CC is doing much more, but the above are a few examples where it is fairly easy to see its delta. CC’s Science Commons and ccLearn divisions provide several more.

I would see CC as a wild success if all it ever accomplished was to provide a counterexample to be used by those who fight against efforts to cripple digital technologies in the interest of protecting ice delivery jobs, because such crippling harms science and education (against these massive drivers of human improvement, it’s hard to care about marginal cultural production at all), but I think we’re on the way to accomplishing much more, which is rather amazing.

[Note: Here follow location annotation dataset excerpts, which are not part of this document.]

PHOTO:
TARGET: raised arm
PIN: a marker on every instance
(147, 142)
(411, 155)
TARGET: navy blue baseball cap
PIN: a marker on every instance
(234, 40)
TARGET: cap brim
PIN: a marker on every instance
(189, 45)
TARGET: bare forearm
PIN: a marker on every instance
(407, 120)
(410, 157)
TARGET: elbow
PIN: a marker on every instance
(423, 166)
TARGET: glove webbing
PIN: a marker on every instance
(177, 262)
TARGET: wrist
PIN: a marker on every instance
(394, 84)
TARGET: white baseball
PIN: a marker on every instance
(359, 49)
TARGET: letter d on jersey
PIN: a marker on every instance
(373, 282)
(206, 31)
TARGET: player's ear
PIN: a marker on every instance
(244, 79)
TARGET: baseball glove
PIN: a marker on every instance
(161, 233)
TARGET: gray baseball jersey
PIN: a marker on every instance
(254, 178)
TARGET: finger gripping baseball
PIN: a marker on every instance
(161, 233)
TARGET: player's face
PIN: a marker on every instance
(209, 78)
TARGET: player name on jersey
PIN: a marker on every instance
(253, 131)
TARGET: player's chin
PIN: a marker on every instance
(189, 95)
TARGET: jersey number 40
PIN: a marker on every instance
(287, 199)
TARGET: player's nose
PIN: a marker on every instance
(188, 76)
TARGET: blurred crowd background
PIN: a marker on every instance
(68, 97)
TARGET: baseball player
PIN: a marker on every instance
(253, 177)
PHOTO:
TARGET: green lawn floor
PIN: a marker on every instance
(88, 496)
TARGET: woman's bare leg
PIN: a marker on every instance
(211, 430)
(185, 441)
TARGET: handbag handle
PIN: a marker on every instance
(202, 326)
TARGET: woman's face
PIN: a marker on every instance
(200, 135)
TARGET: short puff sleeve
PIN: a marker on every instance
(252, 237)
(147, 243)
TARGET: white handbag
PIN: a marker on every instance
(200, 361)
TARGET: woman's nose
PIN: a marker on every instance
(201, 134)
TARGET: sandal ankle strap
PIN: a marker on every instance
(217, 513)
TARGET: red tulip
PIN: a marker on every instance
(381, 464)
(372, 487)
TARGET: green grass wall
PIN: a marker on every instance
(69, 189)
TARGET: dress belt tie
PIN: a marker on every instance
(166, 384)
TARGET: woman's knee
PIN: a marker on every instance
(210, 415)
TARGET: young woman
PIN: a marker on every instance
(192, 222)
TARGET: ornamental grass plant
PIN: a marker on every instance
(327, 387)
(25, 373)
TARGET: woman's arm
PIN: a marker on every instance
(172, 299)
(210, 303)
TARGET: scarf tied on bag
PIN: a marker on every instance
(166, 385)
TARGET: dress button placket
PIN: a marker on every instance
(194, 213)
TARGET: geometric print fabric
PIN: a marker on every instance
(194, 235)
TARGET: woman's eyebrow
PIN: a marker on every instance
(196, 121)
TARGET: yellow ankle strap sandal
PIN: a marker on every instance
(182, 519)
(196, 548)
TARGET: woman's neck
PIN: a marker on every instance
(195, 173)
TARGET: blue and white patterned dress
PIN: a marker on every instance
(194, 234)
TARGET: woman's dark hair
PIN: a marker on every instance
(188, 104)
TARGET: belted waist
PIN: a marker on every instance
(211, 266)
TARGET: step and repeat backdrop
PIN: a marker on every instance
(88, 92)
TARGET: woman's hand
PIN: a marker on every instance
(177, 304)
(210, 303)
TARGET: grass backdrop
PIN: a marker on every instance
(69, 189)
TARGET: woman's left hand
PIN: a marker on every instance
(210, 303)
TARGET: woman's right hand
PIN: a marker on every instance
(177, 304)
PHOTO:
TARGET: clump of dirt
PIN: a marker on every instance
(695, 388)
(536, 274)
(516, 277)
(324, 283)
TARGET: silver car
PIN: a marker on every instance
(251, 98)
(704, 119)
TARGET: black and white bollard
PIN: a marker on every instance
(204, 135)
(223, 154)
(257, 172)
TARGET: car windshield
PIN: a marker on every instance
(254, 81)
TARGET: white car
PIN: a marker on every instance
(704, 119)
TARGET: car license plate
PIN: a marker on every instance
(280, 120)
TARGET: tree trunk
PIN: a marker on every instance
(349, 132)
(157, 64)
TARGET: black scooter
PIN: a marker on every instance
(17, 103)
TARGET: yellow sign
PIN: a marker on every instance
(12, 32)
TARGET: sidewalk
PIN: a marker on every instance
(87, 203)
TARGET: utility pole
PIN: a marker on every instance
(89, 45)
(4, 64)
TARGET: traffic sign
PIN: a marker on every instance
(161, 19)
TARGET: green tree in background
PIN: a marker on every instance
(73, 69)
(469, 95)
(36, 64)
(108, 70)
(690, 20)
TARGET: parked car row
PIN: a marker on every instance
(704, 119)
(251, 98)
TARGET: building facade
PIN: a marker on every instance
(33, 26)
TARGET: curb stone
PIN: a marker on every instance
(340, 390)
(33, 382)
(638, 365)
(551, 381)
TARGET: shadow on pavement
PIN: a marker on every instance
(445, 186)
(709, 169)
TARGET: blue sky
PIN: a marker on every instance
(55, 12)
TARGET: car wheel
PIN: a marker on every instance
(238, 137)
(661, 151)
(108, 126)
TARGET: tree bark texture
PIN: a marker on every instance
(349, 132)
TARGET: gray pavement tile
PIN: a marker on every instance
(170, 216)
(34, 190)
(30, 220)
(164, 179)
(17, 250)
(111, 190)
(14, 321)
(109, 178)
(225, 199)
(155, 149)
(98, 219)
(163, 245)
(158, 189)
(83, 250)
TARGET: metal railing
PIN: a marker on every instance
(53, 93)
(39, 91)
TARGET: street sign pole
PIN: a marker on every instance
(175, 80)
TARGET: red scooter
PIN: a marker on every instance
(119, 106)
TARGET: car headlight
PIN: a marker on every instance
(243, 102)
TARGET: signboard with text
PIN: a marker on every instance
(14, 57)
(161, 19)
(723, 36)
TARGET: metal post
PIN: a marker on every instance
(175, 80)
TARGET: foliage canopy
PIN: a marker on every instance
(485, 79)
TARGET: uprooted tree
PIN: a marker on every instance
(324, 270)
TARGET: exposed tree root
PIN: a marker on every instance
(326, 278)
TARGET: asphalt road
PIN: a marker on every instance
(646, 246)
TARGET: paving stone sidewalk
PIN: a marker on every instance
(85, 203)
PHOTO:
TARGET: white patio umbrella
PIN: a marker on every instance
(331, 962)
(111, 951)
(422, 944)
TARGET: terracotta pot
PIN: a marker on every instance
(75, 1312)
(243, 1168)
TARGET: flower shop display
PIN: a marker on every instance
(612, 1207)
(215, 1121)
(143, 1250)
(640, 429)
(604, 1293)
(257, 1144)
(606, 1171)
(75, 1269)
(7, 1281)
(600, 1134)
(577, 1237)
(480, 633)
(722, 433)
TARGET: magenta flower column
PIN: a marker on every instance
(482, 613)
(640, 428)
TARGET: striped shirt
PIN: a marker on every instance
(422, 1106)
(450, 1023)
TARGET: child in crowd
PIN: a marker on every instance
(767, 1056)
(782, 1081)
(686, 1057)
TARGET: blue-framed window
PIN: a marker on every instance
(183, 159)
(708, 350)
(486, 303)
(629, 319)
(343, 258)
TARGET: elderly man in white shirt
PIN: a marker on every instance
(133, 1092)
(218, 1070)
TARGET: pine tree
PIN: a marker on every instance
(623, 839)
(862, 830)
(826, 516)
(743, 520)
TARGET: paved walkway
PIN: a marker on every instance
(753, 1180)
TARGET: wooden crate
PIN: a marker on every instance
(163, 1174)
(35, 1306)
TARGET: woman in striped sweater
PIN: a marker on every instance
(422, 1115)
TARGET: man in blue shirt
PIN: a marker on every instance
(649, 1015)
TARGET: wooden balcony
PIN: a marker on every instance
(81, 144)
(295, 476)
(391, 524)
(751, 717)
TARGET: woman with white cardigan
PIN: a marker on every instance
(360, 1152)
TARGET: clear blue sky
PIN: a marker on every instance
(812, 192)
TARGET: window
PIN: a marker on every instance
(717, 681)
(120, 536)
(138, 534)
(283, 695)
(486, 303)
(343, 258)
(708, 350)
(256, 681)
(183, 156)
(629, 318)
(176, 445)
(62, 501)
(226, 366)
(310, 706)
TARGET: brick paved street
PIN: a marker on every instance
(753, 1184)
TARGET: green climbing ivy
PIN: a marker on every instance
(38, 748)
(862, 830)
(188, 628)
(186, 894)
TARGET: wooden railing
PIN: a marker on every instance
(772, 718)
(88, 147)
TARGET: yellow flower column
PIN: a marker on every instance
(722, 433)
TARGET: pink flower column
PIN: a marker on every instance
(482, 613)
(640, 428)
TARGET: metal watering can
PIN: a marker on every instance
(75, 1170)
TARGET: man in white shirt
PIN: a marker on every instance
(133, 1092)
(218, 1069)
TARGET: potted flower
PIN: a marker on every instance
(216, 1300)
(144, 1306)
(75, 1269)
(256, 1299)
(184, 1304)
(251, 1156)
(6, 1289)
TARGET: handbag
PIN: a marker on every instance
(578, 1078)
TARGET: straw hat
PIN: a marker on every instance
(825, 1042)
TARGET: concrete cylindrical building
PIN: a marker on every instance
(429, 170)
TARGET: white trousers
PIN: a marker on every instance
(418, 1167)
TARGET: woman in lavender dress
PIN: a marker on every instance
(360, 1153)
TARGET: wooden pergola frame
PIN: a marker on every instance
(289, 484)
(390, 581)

More abstractly, I think the role of creating “commons” (what CC does and free/open source software are examples) in nudging the future in a good direction (both discouraging bad outcomes and encouraging good ones) is horribly underappreciated. There are a bunch of angles to explore this from, a few of which I’ve sketched.

While CC has some pretty compelling and visible accomplishments, my guess is that most of the direct benefits of its projects (legal, technical, and otherwise) may be thought of in terms of lowering transaction costs. My guess is those benefits are huge, but almost never perceived. So it would be smart and good to engage in a visible transaction — contribute to CC’s annual fundraising campaign.